Plotting a Plot

Like your everyday, basic white girl, fall is my favorite season. Why is fall my favorite season, you may ask, though you probably won’t. I’ll tell you anyhow.

  1. I freak out every time I get hot. Numb fingers and toes is my natural state and fall helps me return to that.
  2. Fall can provide some of the best camping weather.
  3. I like not sweating when I wear flannel.
  4. I think this is everyone’s reason, but fall foods are the bomb. No, I’m not a pumpkin spice latte person (dairy+caffeine+sugar+spices=death to Carly’s internal organs).
  5. The perpetual autumnal decor in my house finally makes sense during fall.
  6. Things start dying meaning my nose is less stuffy and my legs are less bitten.
  7. And National Novel Writing Month!

Have I succeeded every time that I have done NaNoWriMo? No, just the first time. A Regrettable Likeness was partially completed during my first NaNoWriMo. The second time around I had just given A Regrettable Likeness to the beta readers and I soon found out that I wasn’t ready to hop onto the next project. I’m actually still not ready to tackle that project, which is a real shame because I have the plot all mapped out. That is a rarity for this author. I didn’t know where I was going with A Regrettable Likeness when I started it. I wrote it so that I could see how it ended.

Which means that I have to actually start plotting for this November. The book I’m planning on writing… I never wanted to write (my working title is Patient 292). It came to birth in my head from some what-ifs and I just needed to get it out. Pretty soon, I realized that I had a connection with this main protagonist that couldn’t be severed. Perhaps it was my worsening health condition that made me relate to the formerly paralyzed protagonist or her relentless gumption that made me more confident, but she’s the one I can speak through right now. Still, I don’t wanna write this.
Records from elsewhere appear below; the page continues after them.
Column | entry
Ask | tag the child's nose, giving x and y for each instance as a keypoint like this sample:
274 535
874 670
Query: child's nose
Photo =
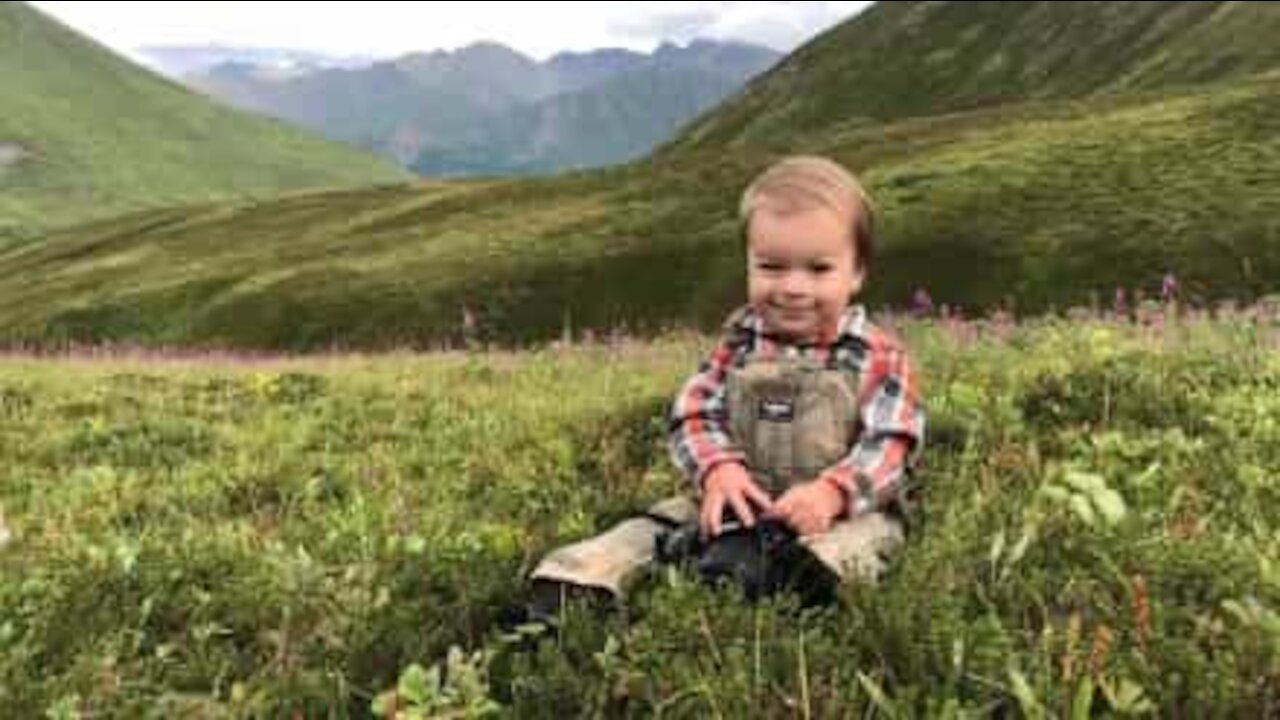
795 283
For the following reasons (can you tell I love listicles?):

  • I didn’t plan on this being my next book (she says as though she ever has a plan).
  • It’s so far in third person limited, and I’m really a first person kinda gal.
  • The story is technically a prequel to A Regrettable Likeness , and, seeing as how I’m still trying to get that book off the ground, really doesn’t seem like it will be a great seller.
  • And lastly, there’s a romance element and that’s difficult for this mega awkward, more-emotionally-walled-off-than-a-seventy-something-Vietnam-vet girl to write convincingly.

Enough complaining, it’s time to get down to business. To prep for NaNoWriMo, what should a writer have mapped out before they have to face the dreaded blank document?

In my case, I like to have drafts of the first few chapters. I’m already rewriting the beginning of Patient 292, so I guess I can check off that box. Just tinkering around with your characters and setting in that manner really helps an author get to know their subject matter. Another helpful thing is to fill out character sheets. After that, I would try to see if I can map out the entirety of the plot. I’m sure it’s been said 100 times before, but a good plot is nothing if your reader doesn’t care about your characters. So for my last listicle, here’s what I’d like to get done before NaNoWriMo:

  • Fill out character sheets for five characters.
  • Map out the backstory for the setting.
  • Create a general plot map.
  • Write out the major plot points.
  • Figure out how to describe the book in one sentence for the NaNoWriMo forums.

Thinking about trying NaNoWriMo this year? Just do it. There’s no cost and no consequence for failure.